Pergantian Sekda OKU, Dikritik Sejumlah Anggota DPRD Kabupaten OKU

TIMESMUBA, Baturaja — Beberapa Anggota DPRD Kabupaten Ogan Komering Ulu (OKU) Provinsi Sumatera Selatan mengkritik pelantikan Penjabat Sekretaris Daerah (Pj.Sekda) OKU Dharmawan Irianto beberapa waktu yang lalu.

Dilansir dari media online rmolsumsel.id bahwa jejak karir dan prestasi sosok Dharmawan sendiri dinilai tidak lebih baik dari Sekda OKU sebelumnya yakni H A Tarmizi yang sebagai salah satu ASN Pejabat Pimpinan Tinggi Pratama 10 Besar Teladan Nasional dan merupakan ASN yang meraih rekor Muri sebagai ASN yang memilki gelar terbanyak.

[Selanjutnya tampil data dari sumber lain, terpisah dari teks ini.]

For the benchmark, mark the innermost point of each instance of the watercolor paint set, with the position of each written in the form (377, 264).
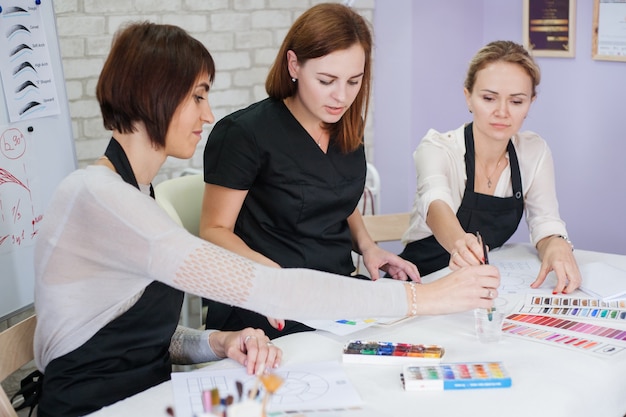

Sementara, Dharmawan Irianto, prestasinya masih diragukan, dimana, dirinya masuk dalam pandangan fraksi dan diberi raport merah oleh DPRD OKU, lantaran kinerjanya dianggap belum mampu berbicaranya banyak.

Dengan adanya pelantikan tersebut, DPRD Kabupaten OKU melalui Komisi I memanggil pihak Badan Kepegawaian Daerah dan Sumber Daya Manusia (BKD SDM) untuk meminta penjelasan terkait alasan pergantian Sekda Kabupaten OKU.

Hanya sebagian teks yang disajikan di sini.